Aujourd’hui, pour leur premier match à domicile, après une victoire à la précédente rencontre, les supportes dans les gradins sont déjà survoltés, chantant : « Avec Tamu, nous allons aller en troisième division, » en ajoutant, «Il n’y a rien que l’Association de football peut faire! » réagissant à toutes les galères qu’ils ont vécu ces cinq dernières années.

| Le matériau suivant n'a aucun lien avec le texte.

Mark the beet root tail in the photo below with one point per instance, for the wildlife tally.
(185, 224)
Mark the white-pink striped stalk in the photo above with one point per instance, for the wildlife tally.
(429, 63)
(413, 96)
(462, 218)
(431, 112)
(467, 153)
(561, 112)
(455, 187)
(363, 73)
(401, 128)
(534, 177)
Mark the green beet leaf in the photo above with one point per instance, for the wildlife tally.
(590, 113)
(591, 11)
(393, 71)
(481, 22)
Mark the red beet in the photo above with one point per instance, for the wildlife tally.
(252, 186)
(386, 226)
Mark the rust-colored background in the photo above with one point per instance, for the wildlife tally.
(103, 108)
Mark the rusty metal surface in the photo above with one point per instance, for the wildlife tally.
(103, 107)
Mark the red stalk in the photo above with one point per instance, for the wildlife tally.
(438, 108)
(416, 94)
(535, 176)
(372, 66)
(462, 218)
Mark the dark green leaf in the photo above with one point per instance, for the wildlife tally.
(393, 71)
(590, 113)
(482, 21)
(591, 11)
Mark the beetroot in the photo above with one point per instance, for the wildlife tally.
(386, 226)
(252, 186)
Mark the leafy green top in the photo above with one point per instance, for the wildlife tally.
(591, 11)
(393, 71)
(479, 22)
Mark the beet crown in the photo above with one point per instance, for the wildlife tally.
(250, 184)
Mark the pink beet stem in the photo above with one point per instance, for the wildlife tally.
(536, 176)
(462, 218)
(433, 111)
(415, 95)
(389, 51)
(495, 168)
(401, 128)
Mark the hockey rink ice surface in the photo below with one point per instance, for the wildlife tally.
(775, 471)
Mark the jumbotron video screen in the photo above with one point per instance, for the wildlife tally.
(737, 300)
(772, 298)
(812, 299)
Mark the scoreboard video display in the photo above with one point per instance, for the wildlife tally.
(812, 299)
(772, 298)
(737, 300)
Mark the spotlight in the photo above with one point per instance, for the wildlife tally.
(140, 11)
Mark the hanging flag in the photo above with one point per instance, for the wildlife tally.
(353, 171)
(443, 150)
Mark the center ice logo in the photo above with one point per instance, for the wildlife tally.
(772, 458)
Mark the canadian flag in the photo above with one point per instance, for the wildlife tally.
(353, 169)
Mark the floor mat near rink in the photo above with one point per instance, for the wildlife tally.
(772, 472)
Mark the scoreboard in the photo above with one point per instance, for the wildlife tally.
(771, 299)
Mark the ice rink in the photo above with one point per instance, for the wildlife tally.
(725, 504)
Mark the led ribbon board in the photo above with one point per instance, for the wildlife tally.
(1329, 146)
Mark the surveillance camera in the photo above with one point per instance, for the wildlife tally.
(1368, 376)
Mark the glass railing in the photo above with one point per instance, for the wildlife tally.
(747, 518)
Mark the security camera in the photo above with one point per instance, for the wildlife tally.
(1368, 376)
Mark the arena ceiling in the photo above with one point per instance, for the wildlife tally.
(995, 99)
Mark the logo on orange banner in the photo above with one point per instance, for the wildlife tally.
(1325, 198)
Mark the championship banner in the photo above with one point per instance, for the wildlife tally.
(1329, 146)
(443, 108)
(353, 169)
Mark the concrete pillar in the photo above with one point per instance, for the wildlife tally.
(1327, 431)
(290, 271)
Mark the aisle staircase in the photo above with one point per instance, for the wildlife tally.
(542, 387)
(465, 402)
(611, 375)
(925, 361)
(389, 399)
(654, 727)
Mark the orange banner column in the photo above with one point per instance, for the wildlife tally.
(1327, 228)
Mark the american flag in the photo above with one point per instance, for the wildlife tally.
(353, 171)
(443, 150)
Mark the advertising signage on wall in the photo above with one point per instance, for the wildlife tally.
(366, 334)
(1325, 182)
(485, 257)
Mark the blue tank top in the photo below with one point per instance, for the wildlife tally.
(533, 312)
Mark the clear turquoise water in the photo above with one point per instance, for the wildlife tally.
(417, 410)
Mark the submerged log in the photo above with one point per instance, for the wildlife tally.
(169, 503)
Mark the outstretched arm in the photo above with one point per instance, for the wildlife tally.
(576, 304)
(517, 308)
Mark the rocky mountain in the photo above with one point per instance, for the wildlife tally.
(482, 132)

Une ambiance toujours au rendez-vous, peut être aussi la clé du succès de cette formation, alors que souvent les spectateurs en Finlande sont décrits de « trop gentils » voir presque inexistants dans ce sport.
A Tampere, plus grande ville de la province finlandaise, son horizon est reconnaissable, comblé par les cheminées des usines de papiers abandonnées et plus loin, l’on distingue les lacs et les denses forêts de sapins entourant la ville. Un vendredi soir, les partisans sont là, bravent le froid et la nuit avec d’autres groupes dans une soirée un peu spéciale, la nuit de soutien. Le club devait amasser des fonds, particulièrement en vendant plus de 200 billets au prochain match, pour leurs permettre d’organiser les rendez vous de la saison.
Après une saison pleine de réussite, Tampere United est à un point d’une nouvelle promotion. Ils sont nombreux à être venus autour de la pelouse dans une tribune ou sur la piste d’athlétisme. Tous ont les yeux rivés sur le ballon ou bien acclamant leurs équipes. Étant mené une bonne partie du match, Ali Koljonen voit sa frappe sur la barre terminé sa route dans les filets, comme un signe pour cette équipe si charmante. Au final, Tamu-K fait match nul avec un score de deux partout. A ce moment là tout le monde se réunit, se sert dans ses bras. Le président et le vice-président sont là auprès des joueurs et des supporters rigolant et chantant. La soirée se finira dans un bar de la ville, où joueurs et fans ont l’habitude d’échanger ensemble autour d’un verre. On vous laisse imaginer l’ambiance et la suite de l’histoire. L’an prochain nous les verrons évoluer en Kakkonen et pourquoi pas, continuer de briller encore plus haut.
1 En Finlande, le système des divisions est décompter comme en France (D1, D2…), hormis que la Veikkausliiga correspondant meilleur championnat n’est pas insérer. Donc la Ykkönen, deuxième niveau du championnat (similaire à la Ligue 2 en France) est la première division, d’où un décalage. Voici le nom des championnats dans l’ordre en partant du meilleur d’entre eux: Veikkausliiga, Ykkönen (D1), Kakkonen (D2), Kolmonen (D3), Nelonen (D4), Vitonen (D5), Kutonen (D6) et Seiska (D7).